Opinion | The Founding Fathers feared demagogues and hoped for civic virtue

Publish date: 2024-07-23

Jeffrey Rosen is president and chief executive of the National Constitution Center and author, most recently, of “The Pursuit of Happiness: How Classical Writers on Virtue Inspired the Lives of the Founders and Defined America.”

If the Founding Fathers were alive today, they would tremble for the future of our republic.

Watching the rise of hyperpartisanship and populist demagogues in the United States and around the world would be their worst nightmare. And they would wonder: Can the citizens of today muster the personal and political virtue necessary to save our nation?

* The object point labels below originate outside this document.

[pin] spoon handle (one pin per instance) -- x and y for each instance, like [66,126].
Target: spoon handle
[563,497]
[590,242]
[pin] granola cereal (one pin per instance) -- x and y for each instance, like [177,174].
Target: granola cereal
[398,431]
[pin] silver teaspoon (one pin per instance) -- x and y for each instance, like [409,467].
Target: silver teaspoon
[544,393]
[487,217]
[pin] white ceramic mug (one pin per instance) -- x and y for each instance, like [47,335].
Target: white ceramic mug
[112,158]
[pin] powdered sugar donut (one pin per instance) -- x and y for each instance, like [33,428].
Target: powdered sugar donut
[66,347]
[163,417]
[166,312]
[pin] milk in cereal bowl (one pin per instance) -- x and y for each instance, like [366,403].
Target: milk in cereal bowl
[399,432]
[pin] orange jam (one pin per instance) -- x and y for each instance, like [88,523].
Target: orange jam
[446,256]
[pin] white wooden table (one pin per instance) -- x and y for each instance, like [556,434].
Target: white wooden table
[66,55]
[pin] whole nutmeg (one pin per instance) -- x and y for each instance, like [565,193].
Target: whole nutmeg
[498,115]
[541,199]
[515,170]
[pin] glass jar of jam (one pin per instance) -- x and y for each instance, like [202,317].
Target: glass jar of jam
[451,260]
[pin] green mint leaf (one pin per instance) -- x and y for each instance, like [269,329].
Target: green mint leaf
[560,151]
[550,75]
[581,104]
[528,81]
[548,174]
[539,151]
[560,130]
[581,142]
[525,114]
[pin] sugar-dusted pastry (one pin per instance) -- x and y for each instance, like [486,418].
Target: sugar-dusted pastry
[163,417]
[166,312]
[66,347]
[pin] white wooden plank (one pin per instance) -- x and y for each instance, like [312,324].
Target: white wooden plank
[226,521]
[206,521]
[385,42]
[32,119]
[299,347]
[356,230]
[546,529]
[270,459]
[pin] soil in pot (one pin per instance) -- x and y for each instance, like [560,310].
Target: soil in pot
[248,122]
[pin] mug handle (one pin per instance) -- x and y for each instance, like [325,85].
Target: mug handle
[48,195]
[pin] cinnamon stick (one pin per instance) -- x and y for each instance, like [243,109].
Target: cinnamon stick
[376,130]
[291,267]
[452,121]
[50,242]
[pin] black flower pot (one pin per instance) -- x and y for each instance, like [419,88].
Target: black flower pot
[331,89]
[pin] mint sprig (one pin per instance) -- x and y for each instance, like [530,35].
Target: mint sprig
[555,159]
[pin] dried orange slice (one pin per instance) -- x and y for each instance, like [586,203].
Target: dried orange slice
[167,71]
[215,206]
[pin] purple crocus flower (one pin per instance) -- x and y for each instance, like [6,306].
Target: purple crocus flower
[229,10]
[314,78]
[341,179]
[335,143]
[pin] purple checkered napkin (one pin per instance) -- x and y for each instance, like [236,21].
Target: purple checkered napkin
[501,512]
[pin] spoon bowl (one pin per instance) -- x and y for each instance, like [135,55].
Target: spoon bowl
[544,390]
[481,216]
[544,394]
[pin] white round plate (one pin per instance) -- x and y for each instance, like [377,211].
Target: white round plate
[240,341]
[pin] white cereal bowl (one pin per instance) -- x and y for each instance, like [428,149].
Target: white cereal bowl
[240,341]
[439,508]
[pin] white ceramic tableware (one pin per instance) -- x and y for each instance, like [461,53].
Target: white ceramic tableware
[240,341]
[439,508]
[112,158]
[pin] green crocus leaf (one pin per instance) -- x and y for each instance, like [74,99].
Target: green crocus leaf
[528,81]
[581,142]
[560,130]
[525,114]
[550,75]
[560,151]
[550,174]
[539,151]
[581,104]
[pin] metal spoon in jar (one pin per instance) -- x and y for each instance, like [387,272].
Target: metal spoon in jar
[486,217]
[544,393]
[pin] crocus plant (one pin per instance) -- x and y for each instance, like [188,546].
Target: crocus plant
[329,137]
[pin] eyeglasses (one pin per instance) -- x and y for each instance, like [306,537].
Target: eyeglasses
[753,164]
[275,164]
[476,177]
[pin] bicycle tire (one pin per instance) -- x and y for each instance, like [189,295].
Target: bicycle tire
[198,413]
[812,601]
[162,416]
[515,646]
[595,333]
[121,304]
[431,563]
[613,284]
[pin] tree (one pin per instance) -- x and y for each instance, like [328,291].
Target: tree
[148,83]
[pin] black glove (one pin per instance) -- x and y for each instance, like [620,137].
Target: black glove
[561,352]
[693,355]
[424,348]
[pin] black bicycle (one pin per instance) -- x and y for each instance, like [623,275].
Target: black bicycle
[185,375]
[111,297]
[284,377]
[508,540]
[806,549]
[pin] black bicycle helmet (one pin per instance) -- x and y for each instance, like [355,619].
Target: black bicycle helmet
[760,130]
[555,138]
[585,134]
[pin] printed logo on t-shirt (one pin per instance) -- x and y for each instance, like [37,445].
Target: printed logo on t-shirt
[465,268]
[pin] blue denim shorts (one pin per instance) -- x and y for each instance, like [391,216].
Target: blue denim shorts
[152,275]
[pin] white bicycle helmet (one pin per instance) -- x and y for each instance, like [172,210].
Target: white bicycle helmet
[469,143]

When they drafted the Constitution, the Founders’ greatest fear was that a populist demagogue would flatter the mob, subvert American democracy and establish authoritarian rule. “The only path to a subversion of the republican system of the Country is, by flattering the prejudices of the people, and exciting their jealousies and apprehensions, to throw affairs into confusion, and bring on civil commotion,” Alexander Hamilton wrote to George Washington in 1792. “When a man unprincipled in private life[,] desperate in his fortune, bold in his temper … is seen to mount the hobby horse of popularity … It may justly be suspected that his object is to throw things into confusion that he may ‘ride the storm and direct the whirlwind.’”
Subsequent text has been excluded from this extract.